Il convient de noter que cette situation n’est pas tombée du ciel. En septembre dernier, Nabi Diarra, porte-parole du JNIM avait lancé la menace. L’organisation avait promis de bloquer Kayes et Nioro, afin d’asphyxier Bamako en coupant les voies de ravitaillement en carburant. Quelques semaines plus tard, les menaces semblent devenir réalité.

De l’avis de Sambou Cissoko, les terroristes n’ont pas seulement réussi à entraver la circulation, ils ont réussi une opération chirurgicale visant à ébranler trois piliers simultanément : la confiance des citoyens envers l’État, le tissu économique, et enfin le moral collectif. “Chaque jour sans carburant, sans nourriture, sans médicaments pose la même question mortelle aux populations : à quoi sert cette junte qui ne peut même pas garantir l’essentiel ? Les djihadistes n’ont pas besoin de conquérir Bamako. Il leur suffit de prouver qu’ils peuvent paralyser le pays depuis ses périphéries”, souligne-t-il sur sa page Facebook. À son avis, avec cette dégradation des conditions de vie, il y a de quoi s’inquiéter.

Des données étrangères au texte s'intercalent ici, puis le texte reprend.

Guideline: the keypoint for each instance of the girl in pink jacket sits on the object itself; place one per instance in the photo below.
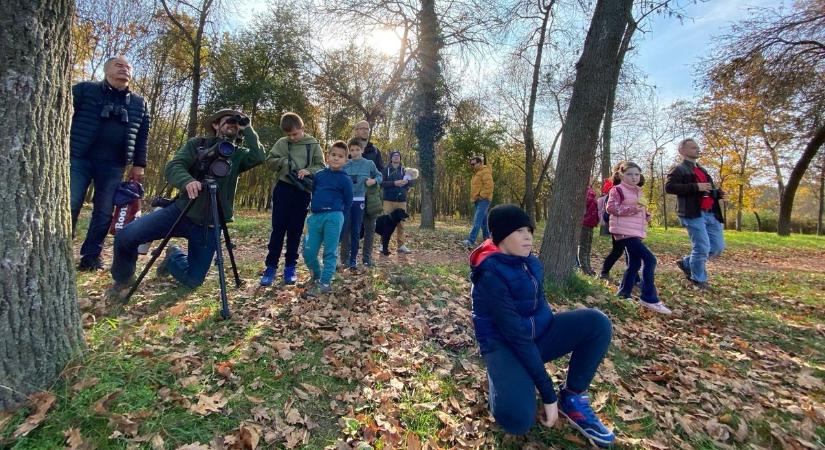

“La peur et la faim sont des adversaires plus redoutables que les kalachnikovs. Quand le ventre crie famine, la colère ne se tourne pas vers ceux qui imposent le siège, mais vers ceux qui sont censés protéger. Le blocus transforme les citoyens en otages, et les otages finissent par négocier avec leurs geôliers. Le plus troublant dans cette tragédie n’est pas l’audace des djihadistes. C’est l’impuissance apparente d’une junte qui confond communication et action, slogans et solutions”, dénonce le militant de la société civile.